Short tutorial

Machine learning methods for estimating conditional average treatment effects (CATEs) produce predictions that vary across units, but this variation may reflect noise rather than genuine heterogeneity. valiCATE provides formal statistical tests to distinguish the two based on the Centered-Weighted Average Treatment Effect (CWATE) and its normalized counterpart (NCWATE).

Theory

Notation

$Y_i$ : observed outcome for unit $i$ .
$D_i$ : binary treatment indicator (1 = treated, 0 = control).
$X_i$ : pre-treatment covariates.
$\tau(X_i) := E[Y_i(1) - Y_i(0) | X_i]$ : true CATE.
$\hat{\tau}(X_i)$ : ML prediction of the CATE.
$\mu(d, x) := E[Y_i | D_i = d, X_i = x]$ : conditional mean function.
$\pi(x) := P(D_i = 1 | X_i = x)$ : propensity score.
$\Gamma_i$ : AIPW pseudo-outcome, an unbiased signal for $\tau(X_i)$ .
$\omega(X_i) := \omega(\hat{\tau}(X_i))$ : weight function, a centered and non-decreasing transformation of $\hat{\tau}(X_i)$ .

All results assume that $\tau(X_i)$ is identified (e.g., via randomization or unconfoundedness conditional on $X_i$ ).

Motivating example

To see why validation matters, consider a setting where there is no treatment effect heterogeneity at all. We generate a simple randomized experiment with a single covariate and a constant (zero) treatment effect:

## Set seed and generate synthetic data.
set.seed(1986)

n <- 2000
X <- matrix(runif(n), ncol = 1, dimnames = list(NULL, "x1"))
D <- rbinom(n, size = 1, prob = 0.5)
Y <- sin(2 * pi * X[, 1]) + rnorm(n, sd = 0.5)

The true CATE is $\tau(X_i) = 0$ for every unit.

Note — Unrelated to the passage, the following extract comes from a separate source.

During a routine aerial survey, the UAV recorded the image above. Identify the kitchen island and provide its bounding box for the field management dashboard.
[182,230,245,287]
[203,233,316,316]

Now we split the sample and fit a T-learner and a causal forest:

## Sample split.
train_idx <- sample(seq_len(n), n / 2)
val_idx <- setdiff(seq_len(n), train_idx)

## T-learner.
library(grf)

rf1 <- regression_forest(X[train_idx[D[train_idx] == 1], , drop = FALSE],
                         Y[train_idx[D[train_idx] == 1]])
rf0 <- regression_forest(X[train_idx[D[train_idx] == 0], , drop = FALSE],
                         Y[train_idx[D[train_idx] == 0]])
cates_tl <- predict(rf1, X[val_idx, , drop = FALSE])$predictions -
            predict(rf0, X[val_idx, , drop = FALSE])$predictions

## Causal forest.
cf <- causal_forest(X[train_idx, , drop = FALSE], Y[train_idx], D[train_idx])
cates_cf <- predict(cf, X[val_idx, , drop = FALSE])$predictions

Both models produce predictions that vary across units, even though the true effect is zero everywhere:

## Plot results.
library(ggplot2)

plot_df <- data.frame(
  x1 = rep(X[val_idx, 1], 2),
  cate = c(cates_tl, cates_cf),
  model = rep(c("T-learner", "Causal forest"), each = length(val_idx))
)

ggplot(plot_df, aes(x = x1, y = cate)) +
  geom_point(aes(color = "Predicted"), alpha = 0.3, size = 1) +
  geom_hline(aes(yintercept = 0, linetype = "Actual"), color = "#E63946", linewidth = 0.7) +
  scale_color_manual(name = NULL, values = c("Predicted" = "#3C78D8")) +
  scale_linetype_manual(name = NULL, values = c("Actual" = "dashed")) +
  guides(color = guide_legend(override.aes = list(alpha = 1, size = 2)),
         linetype = guide_legend(override.aes = list(color = "#E63946"))) +
  facet_wrap(~ model) +
  labs(x = expression(X[1]), y = "CATEs") +
  theme_minimal(base_size = 12) +
  theme(
    strip.text = element_text(face = "bold", size = 12),
    panel.grid.minor = element_blank(),
    legend.position = "bottom"
  )

The dashed red line marks the truth ( $\tau = 0$ ). Both models predict substantial heterogeneity that does not exist. Without a formal test, an analyst might conclude that the treatment works differently for different values of $X_1$ and proceed to target treatments accordingly. This is exactly the kind of mistake that the CWATE/NCWATE framework is designed to prevent.

The CWATE and the NCWATE

CWATE: detecting heterogeneity

Given an estimated CATE function $\hat{\tau}(\cdot)$ , the natural question is whether it can be trusted: does it carry genuine information about the true CATE function $\tau(\cdot)$ , or is the apparent heterogeneity an artifact of the estimation procedure? The centered weighted average treatment effect (CWATE) answers this question by summarizing the relationship between $\hat{\tau}(\cdot)$ and $\tau(\cdot)$ in a single scalar.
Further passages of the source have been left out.